There's a great book written about such things are constructed called Policing the Crisis (by Stuart Hall et al). It's about the moral panic created around "black muggers" in the 1970s. It's quite academic and has tons of research but really pulls apart the whole way this kind of shit is put together.
November 27th, 2009 - 10:09
As is usual with these sorts of stories, the comments are a hoot. If you are pressed for time I'd recommend a quick glance at the highest-rated comments. The Daily Mail really is a sponge for all the miserable, disaffected and hateful people in this country.
November 27th, 2009 - 10:14
Perhaps someone with greater experience in the computer graphics and photography field can shed some light on this:
The image presented in the Daily Mail report is clearly not the original image. Therefore it must be a recreation, no? If this is the case, then how can we be sure that it has not been 'enhanced' in some way? Why can't we see the original photograph to compare?
November 27th, 2009 - 10:37
Nobody ever went broke reinforcing people's prejudices – especially as a way to recruit them into their 'cause', whether that involves frightened masses lending their support, hard work or money.

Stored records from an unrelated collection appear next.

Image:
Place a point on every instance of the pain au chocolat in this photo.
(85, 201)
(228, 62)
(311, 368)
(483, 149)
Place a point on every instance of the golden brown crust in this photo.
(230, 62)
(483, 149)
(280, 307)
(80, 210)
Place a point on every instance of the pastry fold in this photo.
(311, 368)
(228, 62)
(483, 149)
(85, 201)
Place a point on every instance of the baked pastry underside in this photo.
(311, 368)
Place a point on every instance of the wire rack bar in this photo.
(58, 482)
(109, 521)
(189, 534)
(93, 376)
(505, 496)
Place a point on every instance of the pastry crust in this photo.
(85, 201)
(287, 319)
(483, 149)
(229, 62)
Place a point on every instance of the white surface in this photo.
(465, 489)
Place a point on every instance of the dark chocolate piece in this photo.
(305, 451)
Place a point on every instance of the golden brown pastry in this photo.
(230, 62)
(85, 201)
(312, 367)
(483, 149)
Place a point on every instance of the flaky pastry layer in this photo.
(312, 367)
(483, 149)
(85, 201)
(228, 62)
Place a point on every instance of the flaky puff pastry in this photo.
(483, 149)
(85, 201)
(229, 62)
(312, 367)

For a really decent explanation of authoritarian tactics of this sort, as it is manifested in republicanism, journalism or religion(ism), see the excellent online book 'The Authoritarians' by Prof Bob Altemeyer:
http://home.cc.umanitoba.ca/~altemey/
In the end, The Daily Mail just wants to continue being The Daily Mail: it's found a niche that works, and they're all too appalling to abandon it for something that might work less well (and sell fewer copies) such as 'giving a shit about the truth'.
November 27th, 2009 - 16:36
I think they're trying to sell newspapers based on fear.
November 27th, 2009 - 17:46
12 of my 33 scouts have foreign born parents and I have a 2 year waiting list. I wonder if Sue Reid thinks I should kick them out in favour of "indigenous" kids?